Lately I’ve been thinking about how people who prevent me from doing stuff like deleting .NET Frameworks – “for my benefit” – need to be introduced to a friendly guillotine. If I mistakenly delete .NET when I don’t need it, the next utility that does will install it for me. I will be ‘devastated’, for 50 seconds of download time. But Microsoft is looking out for me. So no go. I must endure the vile.
But right now, I’m thinking speed-reading sucks fml, and that you should zip your face, about pretending to have a clue when spreading disinformation. Fake names > Anonymous.
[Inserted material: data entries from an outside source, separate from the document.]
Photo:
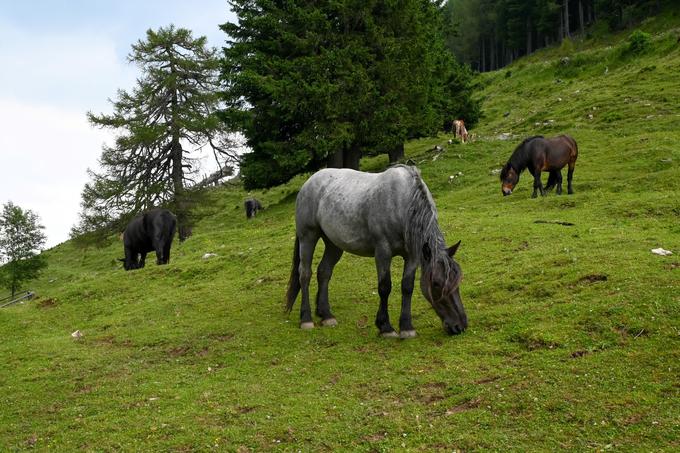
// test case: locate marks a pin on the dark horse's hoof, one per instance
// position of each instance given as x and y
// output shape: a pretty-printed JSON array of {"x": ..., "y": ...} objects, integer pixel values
[
  {"x": 392, "y": 334},
  {"x": 330, "y": 322},
  {"x": 404, "y": 334}
]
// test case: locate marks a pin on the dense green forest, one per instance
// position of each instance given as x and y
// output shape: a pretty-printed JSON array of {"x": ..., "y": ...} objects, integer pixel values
[{"x": 490, "y": 34}]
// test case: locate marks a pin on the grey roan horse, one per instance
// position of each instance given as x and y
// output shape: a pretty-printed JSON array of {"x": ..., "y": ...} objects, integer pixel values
[{"x": 381, "y": 215}]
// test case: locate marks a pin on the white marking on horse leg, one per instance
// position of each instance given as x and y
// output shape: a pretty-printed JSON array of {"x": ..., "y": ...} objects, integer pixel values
[
  {"x": 392, "y": 334},
  {"x": 330, "y": 322}
]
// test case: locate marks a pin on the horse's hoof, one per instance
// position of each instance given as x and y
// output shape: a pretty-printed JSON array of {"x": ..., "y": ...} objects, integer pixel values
[{"x": 330, "y": 322}]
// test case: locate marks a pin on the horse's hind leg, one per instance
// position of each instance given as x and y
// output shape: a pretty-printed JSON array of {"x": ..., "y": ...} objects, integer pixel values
[
  {"x": 331, "y": 256},
  {"x": 537, "y": 184},
  {"x": 383, "y": 262},
  {"x": 406, "y": 329},
  {"x": 307, "y": 246}
]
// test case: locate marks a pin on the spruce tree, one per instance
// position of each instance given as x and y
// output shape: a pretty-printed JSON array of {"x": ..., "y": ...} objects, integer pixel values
[
  {"x": 323, "y": 83},
  {"x": 21, "y": 238},
  {"x": 160, "y": 123}
]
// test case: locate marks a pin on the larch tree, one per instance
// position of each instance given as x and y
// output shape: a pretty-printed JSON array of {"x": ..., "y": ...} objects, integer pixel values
[
  {"x": 324, "y": 83},
  {"x": 21, "y": 239},
  {"x": 160, "y": 125}
]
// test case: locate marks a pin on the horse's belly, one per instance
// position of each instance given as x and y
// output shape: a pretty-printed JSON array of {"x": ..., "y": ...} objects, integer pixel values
[{"x": 344, "y": 235}]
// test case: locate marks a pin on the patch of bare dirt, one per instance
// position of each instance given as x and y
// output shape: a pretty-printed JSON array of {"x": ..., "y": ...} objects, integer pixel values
[
  {"x": 592, "y": 278},
  {"x": 467, "y": 405},
  {"x": 47, "y": 303}
]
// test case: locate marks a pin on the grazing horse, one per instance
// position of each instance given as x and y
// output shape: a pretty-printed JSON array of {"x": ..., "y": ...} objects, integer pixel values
[
  {"x": 251, "y": 206},
  {"x": 148, "y": 232},
  {"x": 375, "y": 215},
  {"x": 459, "y": 130},
  {"x": 539, "y": 154}
]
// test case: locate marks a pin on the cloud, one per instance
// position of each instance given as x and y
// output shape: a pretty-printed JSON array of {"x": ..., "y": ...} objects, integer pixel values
[
  {"x": 44, "y": 162},
  {"x": 78, "y": 69}
]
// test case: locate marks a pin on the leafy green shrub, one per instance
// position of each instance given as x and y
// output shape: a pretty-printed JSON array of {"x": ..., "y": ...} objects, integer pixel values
[{"x": 638, "y": 42}]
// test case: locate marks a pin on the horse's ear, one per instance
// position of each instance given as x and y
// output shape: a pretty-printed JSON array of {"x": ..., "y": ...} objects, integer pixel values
[
  {"x": 453, "y": 249},
  {"x": 427, "y": 253}
]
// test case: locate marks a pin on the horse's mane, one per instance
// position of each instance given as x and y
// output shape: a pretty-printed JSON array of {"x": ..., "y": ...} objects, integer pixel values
[
  {"x": 422, "y": 225},
  {"x": 519, "y": 158}
]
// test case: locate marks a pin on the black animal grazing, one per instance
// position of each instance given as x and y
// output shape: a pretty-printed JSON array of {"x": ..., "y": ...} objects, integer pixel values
[
  {"x": 148, "y": 232},
  {"x": 539, "y": 154},
  {"x": 252, "y": 206}
]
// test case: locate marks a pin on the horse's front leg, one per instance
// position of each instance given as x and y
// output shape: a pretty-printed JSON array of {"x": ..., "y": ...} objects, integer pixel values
[
  {"x": 383, "y": 261},
  {"x": 331, "y": 256},
  {"x": 537, "y": 184},
  {"x": 406, "y": 329},
  {"x": 570, "y": 176},
  {"x": 559, "y": 182}
]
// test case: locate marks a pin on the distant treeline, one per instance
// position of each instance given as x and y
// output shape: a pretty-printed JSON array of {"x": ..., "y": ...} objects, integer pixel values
[{"x": 490, "y": 34}]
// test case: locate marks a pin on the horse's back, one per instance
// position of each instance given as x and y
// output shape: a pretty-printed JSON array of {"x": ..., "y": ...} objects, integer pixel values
[{"x": 355, "y": 210}]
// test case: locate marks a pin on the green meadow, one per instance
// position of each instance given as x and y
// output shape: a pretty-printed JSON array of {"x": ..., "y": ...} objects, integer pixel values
[{"x": 574, "y": 325}]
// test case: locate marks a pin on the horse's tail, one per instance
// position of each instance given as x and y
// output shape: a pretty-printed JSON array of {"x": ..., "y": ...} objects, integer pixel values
[
  {"x": 294, "y": 282},
  {"x": 552, "y": 180}
]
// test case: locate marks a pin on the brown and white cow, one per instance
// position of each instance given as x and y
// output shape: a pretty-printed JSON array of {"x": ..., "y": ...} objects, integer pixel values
[{"x": 459, "y": 130}]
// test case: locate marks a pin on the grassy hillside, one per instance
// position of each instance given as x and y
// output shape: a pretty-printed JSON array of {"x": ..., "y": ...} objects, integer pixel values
[{"x": 574, "y": 337}]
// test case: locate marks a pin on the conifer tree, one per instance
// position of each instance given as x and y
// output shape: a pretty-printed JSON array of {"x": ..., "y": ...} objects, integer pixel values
[
  {"x": 21, "y": 238},
  {"x": 323, "y": 83},
  {"x": 160, "y": 123}
]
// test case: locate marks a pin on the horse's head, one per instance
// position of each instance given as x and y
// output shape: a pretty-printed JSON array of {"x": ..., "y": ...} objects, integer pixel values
[
  {"x": 439, "y": 282},
  {"x": 509, "y": 178}
]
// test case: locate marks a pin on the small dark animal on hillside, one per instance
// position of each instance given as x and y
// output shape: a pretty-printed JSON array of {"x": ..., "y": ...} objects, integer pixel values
[
  {"x": 538, "y": 154},
  {"x": 459, "y": 130},
  {"x": 148, "y": 232},
  {"x": 380, "y": 215},
  {"x": 252, "y": 206}
]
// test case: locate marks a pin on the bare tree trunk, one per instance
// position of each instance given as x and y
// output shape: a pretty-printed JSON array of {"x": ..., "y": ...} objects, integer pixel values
[
  {"x": 529, "y": 35},
  {"x": 396, "y": 153},
  {"x": 566, "y": 19},
  {"x": 560, "y": 33},
  {"x": 351, "y": 157},
  {"x": 335, "y": 160},
  {"x": 483, "y": 56}
]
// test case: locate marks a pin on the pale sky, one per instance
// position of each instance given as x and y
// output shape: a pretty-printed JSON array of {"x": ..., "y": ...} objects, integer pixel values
[{"x": 59, "y": 59}]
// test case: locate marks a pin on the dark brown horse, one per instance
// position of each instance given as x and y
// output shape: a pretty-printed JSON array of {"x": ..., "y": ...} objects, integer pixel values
[{"x": 538, "y": 154}]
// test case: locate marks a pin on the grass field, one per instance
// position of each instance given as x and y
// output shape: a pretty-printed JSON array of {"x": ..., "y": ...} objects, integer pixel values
[{"x": 574, "y": 335}]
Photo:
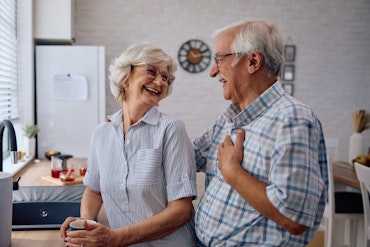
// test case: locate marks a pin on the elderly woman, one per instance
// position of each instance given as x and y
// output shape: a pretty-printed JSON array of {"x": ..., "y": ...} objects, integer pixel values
[{"x": 141, "y": 162}]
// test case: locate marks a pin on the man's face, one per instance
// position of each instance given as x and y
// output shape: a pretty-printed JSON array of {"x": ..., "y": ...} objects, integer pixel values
[{"x": 233, "y": 79}]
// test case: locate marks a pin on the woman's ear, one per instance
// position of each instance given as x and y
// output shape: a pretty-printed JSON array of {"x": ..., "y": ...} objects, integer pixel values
[{"x": 255, "y": 61}]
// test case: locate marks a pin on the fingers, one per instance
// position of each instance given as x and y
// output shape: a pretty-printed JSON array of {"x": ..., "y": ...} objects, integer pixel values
[
  {"x": 65, "y": 226},
  {"x": 240, "y": 137}
]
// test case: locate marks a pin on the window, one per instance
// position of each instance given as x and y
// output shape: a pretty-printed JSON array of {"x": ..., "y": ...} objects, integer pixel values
[
  {"x": 8, "y": 66},
  {"x": 8, "y": 60}
]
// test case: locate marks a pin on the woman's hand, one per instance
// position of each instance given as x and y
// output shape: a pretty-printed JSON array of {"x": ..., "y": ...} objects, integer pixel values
[
  {"x": 65, "y": 226},
  {"x": 94, "y": 235}
]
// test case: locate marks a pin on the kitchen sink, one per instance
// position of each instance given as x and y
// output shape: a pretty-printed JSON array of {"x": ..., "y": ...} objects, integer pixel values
[{"x": 45, "y": 207}]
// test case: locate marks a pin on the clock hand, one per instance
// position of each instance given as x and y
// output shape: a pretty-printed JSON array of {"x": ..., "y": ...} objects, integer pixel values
[{"x": 195, "y": 55}]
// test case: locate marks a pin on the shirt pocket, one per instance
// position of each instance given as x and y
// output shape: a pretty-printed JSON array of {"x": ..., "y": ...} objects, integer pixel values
[{"x": 148, "y": 168}]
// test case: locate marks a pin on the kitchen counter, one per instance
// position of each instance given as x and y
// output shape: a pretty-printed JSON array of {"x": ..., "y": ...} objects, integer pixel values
[{"x": 31, "y": 175}]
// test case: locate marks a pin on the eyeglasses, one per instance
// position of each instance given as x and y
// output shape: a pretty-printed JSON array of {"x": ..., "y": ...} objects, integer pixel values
[
  {"x": 217, "y": 56},
  {"x": 152, "y": 73}
]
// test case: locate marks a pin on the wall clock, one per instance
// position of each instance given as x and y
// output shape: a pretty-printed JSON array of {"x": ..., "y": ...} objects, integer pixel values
[{"x": 194, "y": 56}]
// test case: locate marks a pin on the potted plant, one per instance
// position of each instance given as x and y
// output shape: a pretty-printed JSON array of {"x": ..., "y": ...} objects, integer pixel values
[{"x": 30, "y": 132}]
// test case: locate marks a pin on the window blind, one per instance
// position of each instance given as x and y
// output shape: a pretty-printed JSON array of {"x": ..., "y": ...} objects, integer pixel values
[{"x": 9, "y": 108}]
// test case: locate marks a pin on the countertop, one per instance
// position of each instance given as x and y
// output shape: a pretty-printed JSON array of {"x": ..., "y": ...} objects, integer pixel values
[{"x": 31, "y": 176}]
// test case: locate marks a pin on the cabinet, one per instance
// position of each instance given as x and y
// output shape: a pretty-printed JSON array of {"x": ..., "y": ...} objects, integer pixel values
[{"x": 54, "y": 21}]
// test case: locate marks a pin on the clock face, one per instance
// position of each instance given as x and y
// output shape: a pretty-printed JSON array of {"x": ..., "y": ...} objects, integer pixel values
[{"x": 194, "y": 56}]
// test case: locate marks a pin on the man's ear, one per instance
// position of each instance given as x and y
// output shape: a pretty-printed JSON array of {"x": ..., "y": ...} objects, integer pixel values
[{"x": 255, "y": 61}]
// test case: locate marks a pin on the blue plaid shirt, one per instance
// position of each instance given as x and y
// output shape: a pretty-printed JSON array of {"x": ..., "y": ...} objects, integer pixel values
[{"x": 284, "y": 147}]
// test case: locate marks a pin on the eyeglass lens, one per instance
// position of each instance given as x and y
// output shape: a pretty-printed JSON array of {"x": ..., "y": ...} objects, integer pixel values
[{"x": 153, "y": 73}]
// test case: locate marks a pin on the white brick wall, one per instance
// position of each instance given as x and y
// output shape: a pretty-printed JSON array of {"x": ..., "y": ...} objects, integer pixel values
[{"x": 332, "y": 59}]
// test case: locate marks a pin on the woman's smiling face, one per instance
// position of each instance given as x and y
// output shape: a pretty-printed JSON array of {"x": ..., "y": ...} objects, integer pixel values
[{"x": 145, "y": 85}]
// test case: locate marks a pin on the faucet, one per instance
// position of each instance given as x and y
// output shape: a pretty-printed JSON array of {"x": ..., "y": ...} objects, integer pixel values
[{"x": 13, "y": 143}]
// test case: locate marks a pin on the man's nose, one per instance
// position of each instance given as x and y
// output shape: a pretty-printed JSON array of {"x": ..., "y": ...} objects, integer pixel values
[{"x": 214, "y": 71}]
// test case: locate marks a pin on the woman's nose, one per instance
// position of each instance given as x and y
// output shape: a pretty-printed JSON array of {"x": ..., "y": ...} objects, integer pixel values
[{"x": 214, "y": 71}]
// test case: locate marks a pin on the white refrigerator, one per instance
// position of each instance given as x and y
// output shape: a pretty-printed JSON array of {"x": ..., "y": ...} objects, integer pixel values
[{"x": 70, "y": 97}]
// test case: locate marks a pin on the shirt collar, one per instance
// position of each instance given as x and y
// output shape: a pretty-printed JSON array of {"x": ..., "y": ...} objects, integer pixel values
[
  {"x": 239, "y": 117},
  {"x": 151, "y": 117}
]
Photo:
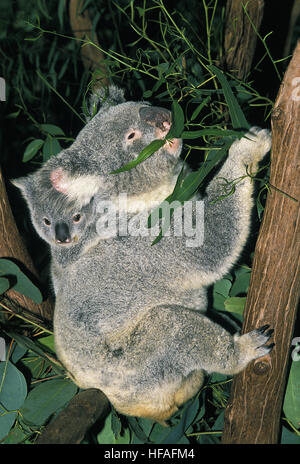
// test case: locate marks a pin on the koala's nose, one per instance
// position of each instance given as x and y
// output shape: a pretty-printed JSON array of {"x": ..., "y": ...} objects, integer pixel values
[
  {"x": 156, "y": 116},
  {"x": 62, "y": 233}
]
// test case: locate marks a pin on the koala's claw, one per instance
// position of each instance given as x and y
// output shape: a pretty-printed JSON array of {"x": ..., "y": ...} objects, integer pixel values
[{"x": 263, "y": 328}]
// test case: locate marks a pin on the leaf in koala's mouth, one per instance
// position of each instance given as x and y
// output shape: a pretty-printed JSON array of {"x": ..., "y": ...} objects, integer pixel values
[{"x": 144, "y": 154}]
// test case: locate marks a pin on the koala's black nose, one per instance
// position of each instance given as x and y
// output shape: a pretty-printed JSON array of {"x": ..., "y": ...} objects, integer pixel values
[
  {"x": 62, "y": 233},
  {"x": 155, "y": 116}
]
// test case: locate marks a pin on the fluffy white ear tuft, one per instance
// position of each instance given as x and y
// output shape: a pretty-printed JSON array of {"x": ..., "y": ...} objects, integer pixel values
[{"x": 78, "y": 188}]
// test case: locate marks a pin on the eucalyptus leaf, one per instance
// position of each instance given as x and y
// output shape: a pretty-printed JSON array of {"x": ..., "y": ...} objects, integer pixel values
[
  {"x": 46, "y": 399},
  {"x": 144, "y": 154},
  {"x": 291, "y": 405},
  {"x": 188, "y": 416},
  {"x": 236, "y": 114},
  {"x": 32, "y": 149},
  {"x": 13, "y": 391},
  {"x": 4, "y": 285},
  {"x": 177, "y": 121},
  {"x": 51, "y": 148},
  {"x": 23, "y": 283},
  {"x": 52, "y": 129},
  {"x": 235, "y": 304}
]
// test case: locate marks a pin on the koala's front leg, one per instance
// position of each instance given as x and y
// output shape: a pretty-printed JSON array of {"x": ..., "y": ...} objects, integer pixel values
[
  {"x": 244, "y": 156},
  {"x": 245, "y": 349}
]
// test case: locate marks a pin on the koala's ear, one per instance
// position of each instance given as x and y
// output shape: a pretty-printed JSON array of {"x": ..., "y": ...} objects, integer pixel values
[
  {"x": 104, "y": 97},
  {"x": 80, "y": 188}
]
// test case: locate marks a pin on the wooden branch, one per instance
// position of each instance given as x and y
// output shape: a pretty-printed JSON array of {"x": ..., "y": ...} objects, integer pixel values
[
  {"x": 72, "y": 423},
  {"x": 11, "y": 246},
  {"x": 92, "y": 57},
  {"x": 240, "y": 37},
  {"x": 293, "y": 20},
  {"x": 254, "y": 409}
]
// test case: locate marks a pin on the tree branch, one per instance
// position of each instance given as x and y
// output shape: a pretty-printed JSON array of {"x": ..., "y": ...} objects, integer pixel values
[
  {"x": 253, "y": 412},
  {"x": 72, "y": 423}
]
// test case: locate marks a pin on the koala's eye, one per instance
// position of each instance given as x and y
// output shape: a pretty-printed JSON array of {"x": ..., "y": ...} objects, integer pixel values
[
  {"x": 76, "y": 217},
  {"x": 47, "y": 222}
]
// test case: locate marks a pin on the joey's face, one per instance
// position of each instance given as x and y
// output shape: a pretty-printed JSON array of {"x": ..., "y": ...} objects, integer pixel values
[{"x": 56, "y": 219}]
No one except perhaps me, is stupid enough to waste this much time replying to Anonymous.
Please see http://xkcd.com/936/ about password strength… get rid of the damn s/f€p@ssw0rD myth
@Jonny,
You should stop touching other people’s computers immediately.
@jonny
You’re doing it wrong. Paranoia and a little knowledge of Windows does not an INFOSEC pro make. And yes, I said little. You seem to have skipped the basics of security, my friend…
Nothing you need worry about. Although Apple has it’s own vulnerabilities this is not one of them.
RDP – Remote Desktop Protocol, used by Windows computers for remote access/control.
Trying to be helpful (newbies should always ask questions!) google is your friend, even when an acronym comes up you don’t know. Develop the habit of checking there first, then ask if it’s not clear.
He may work at some school’s IT dept. and they use prefab images to install. I’ve worked for years in enterprise and we do the same thing. If this is the only way he knows how to install Windows, he may assume that’s correct.
For the record, RDP is off by default in all version of Windows. I’ve forgotten to turn it on and/or open the port in Windows Firewall and/or disable Windows Firewall enough times to know without question.
i stopped reading when i said that Windows 7 comes with RDP switched ON by default.. clearly you are misleading. please rethink what you posted.